Book Title: The Little Book That Beats The Market
Author(s): Joel GreenBlatt
Rating: $$$
Review:
“Its too simple to present any challenge to the reader” said my learned colleague. No wonder why the magic formula might have worked for long. I am sure investments is the field where talent and superior performance has the lowest correlation (yours truly is truly fortunate to lack in the former). Not only this, GreenBlatt has not hesitated in puncturing egos of practitioners at the very start of his book and any analyst, having tiniest of self respect left, could not have continued to read further.
The book is all about a simple but powerful formula of stock selection.

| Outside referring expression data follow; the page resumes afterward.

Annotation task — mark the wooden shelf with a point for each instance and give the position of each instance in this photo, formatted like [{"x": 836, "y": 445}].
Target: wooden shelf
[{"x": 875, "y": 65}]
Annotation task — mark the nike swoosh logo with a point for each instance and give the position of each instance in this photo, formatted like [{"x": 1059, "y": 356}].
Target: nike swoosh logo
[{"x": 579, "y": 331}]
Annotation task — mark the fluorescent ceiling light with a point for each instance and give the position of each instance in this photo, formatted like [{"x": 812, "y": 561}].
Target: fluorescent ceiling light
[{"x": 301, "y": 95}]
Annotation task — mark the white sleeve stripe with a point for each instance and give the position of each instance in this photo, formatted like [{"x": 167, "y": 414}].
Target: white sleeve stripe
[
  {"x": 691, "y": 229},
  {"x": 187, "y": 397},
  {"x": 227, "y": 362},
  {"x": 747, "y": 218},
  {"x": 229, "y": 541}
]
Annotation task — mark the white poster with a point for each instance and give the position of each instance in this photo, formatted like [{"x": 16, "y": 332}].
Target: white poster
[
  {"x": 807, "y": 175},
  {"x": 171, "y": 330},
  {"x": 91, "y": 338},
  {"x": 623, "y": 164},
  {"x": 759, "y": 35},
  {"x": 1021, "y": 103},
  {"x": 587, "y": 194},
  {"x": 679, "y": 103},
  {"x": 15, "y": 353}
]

The formula incorporates two of the most critical component of any investment decision; the price one pays for the investment and the strength in the stock’s fundamentals. The former is measured by earnings yield (EBIT/EV) and the latter through Return on Capital (EBIT/ (Net Fixed Assets + Net Working Capital))
Stocks are ranked on these two criteria separately and subsequently combined to find the final ranking. Companies having the best combination are then selected as part of the portfolio. The author suggests some adjustments to EBIT. This apparently simple seeming exercise is not so simple after all, as one has to qualitative (subjective) adjust EBIT to reflect earnings in a normal year.
Even if one does believes in the author’s claims on his formula’s superior performance, one cannot ignore other important aspects of stock selection/analysis, unless ofcourse one is running a quant fund.